Big disclaimer upfront: my knowledge of Access is minuscule. I bumble around and am fully aware that there are probably a million things that I could do with it, but can’t be bothered learning. They speak of “just-in-time” learning- well, as far as Access is concerned, I have “just enough” knowledge for it to do what I need.
The British Empire, bless its cotton socks, was very good at one thing (at least) and that is information control. Let’s imagine a letter written in Port Phillip about some little brouhaha that Willis might be involved in. It would go to Superintendant La Trobe as inward correspondence; he would make some comments on it in a covering letter and send it to Gipps in Sydney as outward correspondence; it would arrive there as Gipps’ inward correspondence and then he would make further comments in another covering letter and send it all to the Colonial Office as a Governor’s outward despatch.

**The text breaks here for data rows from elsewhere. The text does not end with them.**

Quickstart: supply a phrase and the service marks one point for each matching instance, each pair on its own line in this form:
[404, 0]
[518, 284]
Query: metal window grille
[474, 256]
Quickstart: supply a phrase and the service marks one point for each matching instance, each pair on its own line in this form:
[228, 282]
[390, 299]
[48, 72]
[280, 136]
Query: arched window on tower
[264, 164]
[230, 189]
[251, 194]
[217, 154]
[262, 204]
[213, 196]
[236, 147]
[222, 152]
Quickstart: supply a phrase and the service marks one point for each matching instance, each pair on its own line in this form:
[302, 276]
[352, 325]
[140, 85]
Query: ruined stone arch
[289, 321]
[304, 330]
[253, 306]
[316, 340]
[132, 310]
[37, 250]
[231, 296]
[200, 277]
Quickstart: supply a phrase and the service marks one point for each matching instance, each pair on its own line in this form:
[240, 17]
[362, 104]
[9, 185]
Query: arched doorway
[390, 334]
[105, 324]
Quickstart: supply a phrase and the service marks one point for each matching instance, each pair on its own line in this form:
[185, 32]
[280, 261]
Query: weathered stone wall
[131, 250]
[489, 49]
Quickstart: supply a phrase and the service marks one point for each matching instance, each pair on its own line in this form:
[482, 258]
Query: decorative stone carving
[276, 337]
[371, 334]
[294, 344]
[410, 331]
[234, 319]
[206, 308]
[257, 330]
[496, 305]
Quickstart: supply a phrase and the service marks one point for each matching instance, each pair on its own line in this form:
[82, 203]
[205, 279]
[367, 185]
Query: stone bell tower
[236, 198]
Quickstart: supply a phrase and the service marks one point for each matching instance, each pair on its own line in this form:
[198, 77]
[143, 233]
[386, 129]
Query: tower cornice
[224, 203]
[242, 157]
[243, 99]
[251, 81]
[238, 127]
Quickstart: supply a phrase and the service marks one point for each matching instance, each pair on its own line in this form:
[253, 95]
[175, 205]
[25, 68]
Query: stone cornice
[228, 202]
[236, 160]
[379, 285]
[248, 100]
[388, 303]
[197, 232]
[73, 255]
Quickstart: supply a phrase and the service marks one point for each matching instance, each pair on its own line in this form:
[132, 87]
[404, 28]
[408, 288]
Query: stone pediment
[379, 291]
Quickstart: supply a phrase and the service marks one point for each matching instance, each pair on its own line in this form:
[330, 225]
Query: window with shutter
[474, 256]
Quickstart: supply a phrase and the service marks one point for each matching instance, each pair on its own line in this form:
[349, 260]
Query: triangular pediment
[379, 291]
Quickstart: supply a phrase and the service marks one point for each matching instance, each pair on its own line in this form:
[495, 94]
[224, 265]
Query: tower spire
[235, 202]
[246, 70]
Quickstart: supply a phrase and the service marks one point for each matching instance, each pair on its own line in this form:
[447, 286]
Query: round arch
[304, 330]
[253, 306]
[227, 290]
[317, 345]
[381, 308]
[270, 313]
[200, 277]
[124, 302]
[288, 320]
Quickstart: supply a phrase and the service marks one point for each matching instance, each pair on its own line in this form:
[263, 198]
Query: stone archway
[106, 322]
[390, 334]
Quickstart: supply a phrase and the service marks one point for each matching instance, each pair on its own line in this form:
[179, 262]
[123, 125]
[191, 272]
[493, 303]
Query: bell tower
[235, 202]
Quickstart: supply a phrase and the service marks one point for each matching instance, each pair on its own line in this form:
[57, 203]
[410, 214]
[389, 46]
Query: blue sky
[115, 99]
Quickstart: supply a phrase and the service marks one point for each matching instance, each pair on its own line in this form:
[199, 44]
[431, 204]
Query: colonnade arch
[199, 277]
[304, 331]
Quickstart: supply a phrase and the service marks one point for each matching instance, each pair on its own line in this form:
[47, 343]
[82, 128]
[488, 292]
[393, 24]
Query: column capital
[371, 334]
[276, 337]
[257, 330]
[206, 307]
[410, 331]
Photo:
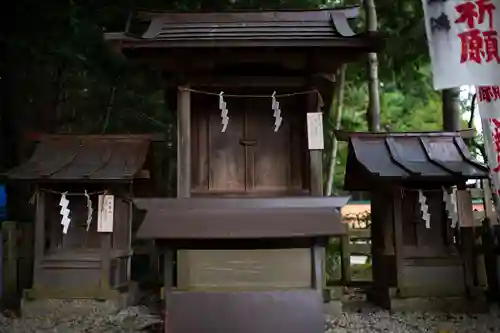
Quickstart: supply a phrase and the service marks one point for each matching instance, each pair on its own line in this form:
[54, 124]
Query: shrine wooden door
[250, 157]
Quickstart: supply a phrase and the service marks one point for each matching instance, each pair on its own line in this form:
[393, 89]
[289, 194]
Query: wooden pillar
[183, 142]
[168, 277]
[105, 261]
[39, 248]
[318, 266]
[315, 156]
[398, 236]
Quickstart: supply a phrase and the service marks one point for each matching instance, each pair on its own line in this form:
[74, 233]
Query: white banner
[488, 99]
[463, 42]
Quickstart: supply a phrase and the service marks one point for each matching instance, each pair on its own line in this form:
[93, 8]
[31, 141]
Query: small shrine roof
[311, 28]
[85, 158]
[241, 218]
[430, 156]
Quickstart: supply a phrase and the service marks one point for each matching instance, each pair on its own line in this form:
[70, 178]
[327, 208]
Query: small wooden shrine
[418, 202]
[76, 178]
[249, 88]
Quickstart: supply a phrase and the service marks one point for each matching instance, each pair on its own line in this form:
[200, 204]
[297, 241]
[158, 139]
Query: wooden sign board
[315, 138]
[105, 214]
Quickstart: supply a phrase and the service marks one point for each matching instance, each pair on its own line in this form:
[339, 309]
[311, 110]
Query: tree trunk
[373, 112]
[451, 109]
[337, 117]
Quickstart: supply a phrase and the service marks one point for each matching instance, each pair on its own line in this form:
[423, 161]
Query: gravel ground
[378, 321]
[82, 317]
[96, 317]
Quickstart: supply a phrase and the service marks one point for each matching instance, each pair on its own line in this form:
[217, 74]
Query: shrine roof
[417, 156]
[85, 158]
[312, 28]
[241, 218]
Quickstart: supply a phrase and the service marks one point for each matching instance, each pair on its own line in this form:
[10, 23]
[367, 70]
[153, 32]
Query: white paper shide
[463, 42]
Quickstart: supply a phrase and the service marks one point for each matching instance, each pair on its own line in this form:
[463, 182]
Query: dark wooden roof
[242, 218]
[85, 158]
[313, 28]
[432, 156]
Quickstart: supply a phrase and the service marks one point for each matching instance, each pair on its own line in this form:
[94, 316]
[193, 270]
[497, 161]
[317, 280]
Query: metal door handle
[244, 142]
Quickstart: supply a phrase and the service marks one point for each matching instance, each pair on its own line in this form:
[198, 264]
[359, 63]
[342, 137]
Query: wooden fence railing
[17, 265]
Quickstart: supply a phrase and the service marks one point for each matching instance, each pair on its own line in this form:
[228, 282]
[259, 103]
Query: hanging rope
[83, 194]
[211, 93]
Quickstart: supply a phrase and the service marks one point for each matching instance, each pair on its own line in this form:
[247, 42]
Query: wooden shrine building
[420, 212]
[84, 261]
[244, 242]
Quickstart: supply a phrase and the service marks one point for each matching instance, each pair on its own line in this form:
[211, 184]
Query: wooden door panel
[226, 154]
[270, 157]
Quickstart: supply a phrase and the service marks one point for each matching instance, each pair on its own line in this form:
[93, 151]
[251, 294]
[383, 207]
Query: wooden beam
[183, 142]
[243, 81]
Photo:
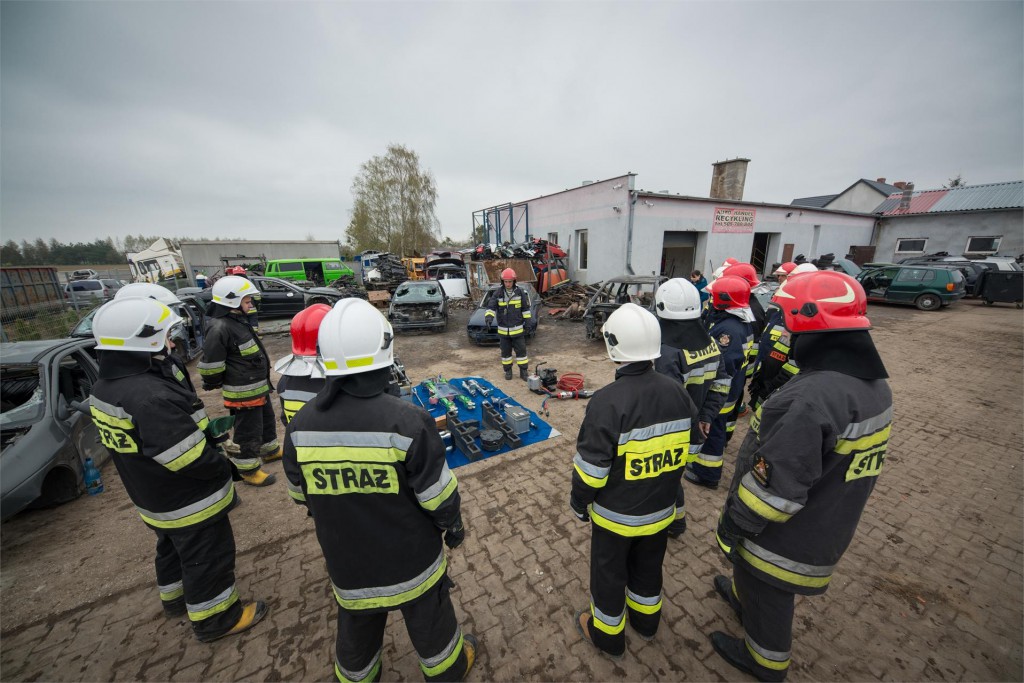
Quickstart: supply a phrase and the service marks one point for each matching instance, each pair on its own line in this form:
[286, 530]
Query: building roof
[813, 202]
[967, 198]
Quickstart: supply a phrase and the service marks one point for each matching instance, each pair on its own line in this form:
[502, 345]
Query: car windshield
[421, 293]
[22, 400]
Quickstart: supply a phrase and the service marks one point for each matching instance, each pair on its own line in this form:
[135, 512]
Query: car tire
[928, 302]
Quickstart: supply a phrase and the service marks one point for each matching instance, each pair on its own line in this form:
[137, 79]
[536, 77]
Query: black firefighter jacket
[510, 309]
[154, 427]
[804, 474]
[233, 359]
[372, 472]
[633, 445]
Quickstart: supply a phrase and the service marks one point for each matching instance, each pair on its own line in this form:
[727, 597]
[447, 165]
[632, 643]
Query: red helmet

It would arrive in London some 5-8 months later, be minuted by various public servants as it moved from desk to desk in the Colonial Office, making its way to the Secretary of State for the Colonies, then the reply would move back in the following direction. All of this would be numbered, and entered in inward- and outward- correspondence letter books.
Beautiful though this system might be, it does mean that a single letter might appear multiple times in LaTrobe’s, Gipps’ or the Secretary of State’s archives, and may appear yet again in collections of correspondence bundled up for a special report. Likewise for my Canadian material, I’m working from a single archive divided up into separate files in my computer, and thus of no use to anyone else but me in finding where it is in my own records. But each document also has its own numbering used in other archives and microfilms- and this is the information that is important for footnotes. What I needed was a way of identifying an item and noting all the different numberings it might have in the major archives that I am working in.
So I have developed a very basic database that shows the date of the correspondence, the names of sender and recipients, enough identifying information for me to know what it’s about, where it is in my own computer files and then the number it has in the major collections used by researchers generally that I would record in a footnote.
I stop at three locations- there are no doubt more, but this is probably enough. The majority of entries relate to correspondence, but I also put newspaper articles in as well. When I view it as a table, it runs chronologically.
I feel a little sheepish admitting to such a paltry database. It is an idiosyncratic little thing, of minimal use to anyone else, but invaluable for me- and that’s probably the most important thing. No doubt others would say “But why don’t you use ——- instead?” and they’d probably be right. I think, though, at some stage you need to stop shopping around for the perfect program, and just sit down and start putting some data into it and using the damned thing. When I reach its limitations and become frustrated, then I’ll either learn the extra functions I need within the program, or look for something else. In the meantime, this works okay for me and I’m just getting on with it.